1st The principal Cause of the Mutiny in this Corps was, their State’s delaying to supply the Regiment with such State Stores as they solemnly engaged, and repeatedly promised to the Men.
2ndly The Officers have divided amongst themselves a Quantity of State Stores, of which the Men had no Part, as appears on the Face of the Proceedings, the Officers thinking the Quantity insufficient to be shared with the Men. When Soldiers feel, they do not reason. Those of Colonel Angell’s Regiment saw their Officers supplied; and they were not. The trifling Quantity issued by their State Commissary aggravated their Sufferings, and exasperated them the more.
3rdly The Prisoner has the best of Characters for Bravery, and good Conduct in every Action; is but Nineteen Years of Age, very illiterate, and has no more than Three Months to serve.
I am conscious, Sir, that Discipline is the Soul of an Army; but a Soldiery, composed of Freemen, armed in the Defence of their natural Rights, should not be treated with that cruel Severity, so often, and so wantonly practiced in Royal Armies.
Persuaded that your Excellency’s Wisdom will suggest to you the Determination which shall be most favourable to Equity, and the Support of Discipline, I shall wait for your Orders.3 I have the Honour to be with great Respect, Sir, Your Excellency’s, Most obedient humble Servant
DfS, NHi: Gates Papers.
1. The enclosure has not been identified, but it probably was the document with the proceedings of the court-martial that tried George Milliman—dated 4 Aug. and signed by Col. Henry Jackson—that is in NHi:Gates Papers.
George MIlliman (Millimon; c.1759-1832) enlisted as a private in the 2d Rhode Island Regiment in May 1777. He was not executed, but he was held as a prisoner at Providence until March 1780, at which point he deserted.

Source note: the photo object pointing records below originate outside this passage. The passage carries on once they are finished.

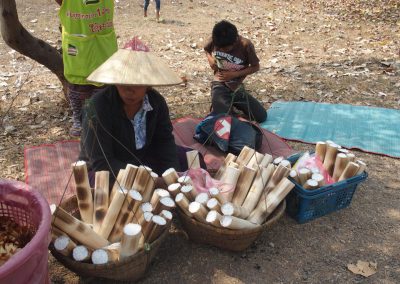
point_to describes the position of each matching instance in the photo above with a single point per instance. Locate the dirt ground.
(312, 50)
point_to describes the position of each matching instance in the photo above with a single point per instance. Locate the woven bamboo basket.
(129, 269)
(234, 240)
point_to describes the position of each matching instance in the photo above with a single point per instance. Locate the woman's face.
(131, 95)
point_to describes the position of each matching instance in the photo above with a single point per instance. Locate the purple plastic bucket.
(27, 208)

Milliman then apparently made his way to the Vermont territory of New York, where he served as a lieutenant from 1781 to 1783 in Nicholas Sharp’s company of Col. John Abbot’s Vermont militia regiment. Milliman later resided in Hoosick, New York.
2. The enclosed copy of the letter from Col. Israel Angell, Lt. Col. Jeremiah Olney, and Maj. Simeon Thayer has not been identified. In their letter to Gates, dated 20 Aug. at “Camp Barbors Height,” requesting that the execution of Milliman go forward as a deterrent to future mutinies, the officers advised Gates that “the banefull Spirit of Sedition Still Survives in the Regmt” and would not be eradicated “but by some Sevear & timely Example, Such as disciplin & the Strictest Justice will Support” (Gregory and Dunnings, “Gates Papers” description begins James Gregory and Thomas Dunnings, eds. “Horatio Gates Papers, 1726–1828.” Sanford, N.C., 1979. Microfilm. description ends ).
4. Declaring that Gates was “fully authorized” to judge the case, GW declined to involve himself in the decision of Milliman’s fate (see GW to Gates, 2 Oct.).